ロケット

 先日、人と話していて(人以外と話すことは滅多にないのだが)、ロケットの話になった。


 そのときに気づいたのだが、ロケットの打ち上げの成功パターンはひとつしかない。しかし、打ち上げの失敗パターンは多彩だ。


 打ち上げ成功のとき、ロケットは轟音とともに炎と煙を噴射して、ただただ上空へと上がっていく。
 ロケットの形や打ち上げの場所、空の色、風による煙のたなびき方は違うが、ひたすら直線的に上昇する。


 しかし、失敗の形はさまざまだ。


ライトスタッフ」という映画がある。


 1960年代前半のアメリカのマーキュリー計画を描いた映画で、青果市場で働く加藤ちゃんによれば、「あれこそ、男の映画だ」そうだ。
 宇宙飛行士としての成功に向けて奮闘する男達、一方で彼ら以上の資質を持ちながらも、世間に知られることなく黙々と速度の限界に挑戦するひとりのテストパイロット。

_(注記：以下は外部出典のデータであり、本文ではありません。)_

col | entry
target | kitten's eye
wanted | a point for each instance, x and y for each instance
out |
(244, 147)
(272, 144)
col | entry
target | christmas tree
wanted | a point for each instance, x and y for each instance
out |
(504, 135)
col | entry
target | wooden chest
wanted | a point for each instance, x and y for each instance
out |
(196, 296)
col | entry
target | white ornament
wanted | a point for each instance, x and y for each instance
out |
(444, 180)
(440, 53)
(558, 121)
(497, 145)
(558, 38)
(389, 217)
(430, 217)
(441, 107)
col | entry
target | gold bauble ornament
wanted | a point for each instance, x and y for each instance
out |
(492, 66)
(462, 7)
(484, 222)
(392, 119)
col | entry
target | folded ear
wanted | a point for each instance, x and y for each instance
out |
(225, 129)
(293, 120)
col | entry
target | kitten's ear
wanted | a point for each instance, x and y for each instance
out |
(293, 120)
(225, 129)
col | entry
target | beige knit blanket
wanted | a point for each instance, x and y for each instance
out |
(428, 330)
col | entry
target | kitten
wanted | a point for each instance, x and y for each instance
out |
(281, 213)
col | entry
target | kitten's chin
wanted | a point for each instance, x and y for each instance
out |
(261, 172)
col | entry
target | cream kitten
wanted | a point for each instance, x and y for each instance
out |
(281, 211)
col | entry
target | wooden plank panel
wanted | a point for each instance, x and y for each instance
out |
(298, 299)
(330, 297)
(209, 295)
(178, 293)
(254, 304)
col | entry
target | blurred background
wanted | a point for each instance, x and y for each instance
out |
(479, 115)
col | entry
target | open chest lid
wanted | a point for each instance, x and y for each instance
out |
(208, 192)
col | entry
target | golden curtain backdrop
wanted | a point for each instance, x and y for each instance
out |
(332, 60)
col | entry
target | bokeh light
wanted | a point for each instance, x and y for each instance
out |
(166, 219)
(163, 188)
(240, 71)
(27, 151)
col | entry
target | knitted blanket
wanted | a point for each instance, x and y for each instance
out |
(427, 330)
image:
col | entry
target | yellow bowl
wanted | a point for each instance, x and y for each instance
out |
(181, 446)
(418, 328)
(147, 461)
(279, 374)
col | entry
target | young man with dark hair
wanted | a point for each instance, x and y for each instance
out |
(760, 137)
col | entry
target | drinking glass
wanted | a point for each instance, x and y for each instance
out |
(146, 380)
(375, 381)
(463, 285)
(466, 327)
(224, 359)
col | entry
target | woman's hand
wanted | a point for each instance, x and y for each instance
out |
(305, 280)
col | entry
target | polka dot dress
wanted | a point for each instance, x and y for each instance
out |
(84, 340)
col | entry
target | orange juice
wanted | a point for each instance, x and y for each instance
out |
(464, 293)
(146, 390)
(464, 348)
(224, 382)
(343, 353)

 加藤ちゃんは、「気合いを入れたいとき、おれはいつもライトスタッフを見ることにしている」のだそうだ。
 そうして、がっつり気合いを入れて、妙にやわらかくなったニンジンを巧妙に高値で八百屋に売りつけるらしい。


 ま、そんなことはどうだっていい。


ライトスタッフ」には、マーキュリー計画の前期に、NASAが次々とロケット打ち上げに失敗するシーンが出てくる。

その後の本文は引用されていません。